Moskau scheint wild entschlossen, jetzt gegenüber Kiew eine Grundsatz-Entscheidung zu erzwingen. Dieser "zweite Gas-Krieg" sollte der letzte gewesen sein, schreibt Witalij Iwanow, stellvertretender Direktor des Zentrums für politische Konjunktur in der Iswestija. Die Ukraine habe versucht, die Rolle einer "Transit-Großmacht" zu spielen. Nun müsse Russland "Stärke zeigen" und die Ukraine auf ihren Platz verweisen. Unverblümt fügt er hinzu, man sei nun einmal "eine Nuklear-Energie-Großmacht" und werde seine "Energie-Ressourcen auch als politische Ressourcen nutzen". Moskau könne nur mit starkem Auftreten etwas erreichen, wie sich dass im Vorjahr auch bei dem von Michail Saakaschwili angezettelten Südossetien-Krieg gezeigt habe. "Wer genug Kraft und Willen hat, bis zum Ende zu gehen, der siegt." Wer nichts habe "außer Frechheit", verliere unweigerlich. Im Südossetien-Konflikt - so Iwanow - habe Russland letztlich gesiegt, denn die USA und die EU hätten die Anerkennung Südossetiens und Abchasiens "schlucken müssen".

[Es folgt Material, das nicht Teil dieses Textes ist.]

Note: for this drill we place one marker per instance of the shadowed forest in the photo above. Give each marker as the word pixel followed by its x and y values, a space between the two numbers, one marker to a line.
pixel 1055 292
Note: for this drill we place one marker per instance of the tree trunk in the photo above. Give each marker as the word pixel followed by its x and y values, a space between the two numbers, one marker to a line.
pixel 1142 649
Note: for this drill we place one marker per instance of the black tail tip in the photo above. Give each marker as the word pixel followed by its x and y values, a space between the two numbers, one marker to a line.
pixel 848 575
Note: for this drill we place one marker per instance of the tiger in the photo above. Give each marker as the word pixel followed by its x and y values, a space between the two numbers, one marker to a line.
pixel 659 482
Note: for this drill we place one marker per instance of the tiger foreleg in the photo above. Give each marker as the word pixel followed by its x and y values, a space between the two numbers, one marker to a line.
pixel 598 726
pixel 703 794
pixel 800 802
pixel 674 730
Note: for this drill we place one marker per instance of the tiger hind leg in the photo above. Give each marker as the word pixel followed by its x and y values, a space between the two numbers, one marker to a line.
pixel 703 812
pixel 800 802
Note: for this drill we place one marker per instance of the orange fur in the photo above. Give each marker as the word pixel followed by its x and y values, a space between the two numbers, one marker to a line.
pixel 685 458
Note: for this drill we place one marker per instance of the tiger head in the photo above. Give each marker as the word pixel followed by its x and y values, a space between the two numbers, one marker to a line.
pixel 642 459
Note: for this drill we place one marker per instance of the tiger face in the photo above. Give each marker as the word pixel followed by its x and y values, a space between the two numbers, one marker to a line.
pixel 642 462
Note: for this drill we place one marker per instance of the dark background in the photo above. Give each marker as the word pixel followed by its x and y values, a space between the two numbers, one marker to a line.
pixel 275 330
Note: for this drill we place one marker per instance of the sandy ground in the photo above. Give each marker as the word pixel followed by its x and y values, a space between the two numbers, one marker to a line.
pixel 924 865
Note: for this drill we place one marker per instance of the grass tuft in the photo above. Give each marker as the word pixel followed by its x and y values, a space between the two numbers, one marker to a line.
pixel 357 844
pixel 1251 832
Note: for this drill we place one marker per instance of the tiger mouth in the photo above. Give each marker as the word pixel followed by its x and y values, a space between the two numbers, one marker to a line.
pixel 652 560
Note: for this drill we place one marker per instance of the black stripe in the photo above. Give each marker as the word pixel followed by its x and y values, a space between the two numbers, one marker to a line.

Dass der Gas-Konflikt eine starke militärische Komponente besaß, ließ sich kaum übersehen. Der Kreml fühlt sich von den NATO-Ambitionen des ukrainischen Präsidenten provoziert. Als bekannt wurde, dass Juschtschenko seinem Freund, dem Georgier Saakaschwili, für den Südossetien-Feldzug Panzer und Raketen lieferte, wetterten die Moskauer Kommentatoren gegen die "US-Vasallen", die Russland einkreisen wollten.

In Europa mag es kaum vorstellbar sein, doch Moskau ist in Siegerlaune. Dass jetzt Beobachter der EU die Gas-Transit-Pipelines und Erdgasspeicher in der Ukraine inspizieren, feiert man als Sieg, denn bei den Kontrollen würden unweigerlich Gas-Diebstähle aufgedeckt. Die EU sei weiter auf eine enge Kooperation mit Russland angewiesen. Neue Energiequellen zu entwickeln, das koste "astronomische Summen", schreibt das Kreml nahe Magazin Itogi. Billiger sei es, künftig auf ein transparentes System der internationalen Kontrolle für den Gas-Transport nach Europa zurückgreifen zu können.

Wladimir Putin will ein 2002 von Gerhard Schröder angeregtes Projekt eines europäisch-russisch-ukrainischen Konsortiums für die ukrainischen Transit-Trassen reanimieren. Doch beißt er damit in Kiew vorerst auf Granit.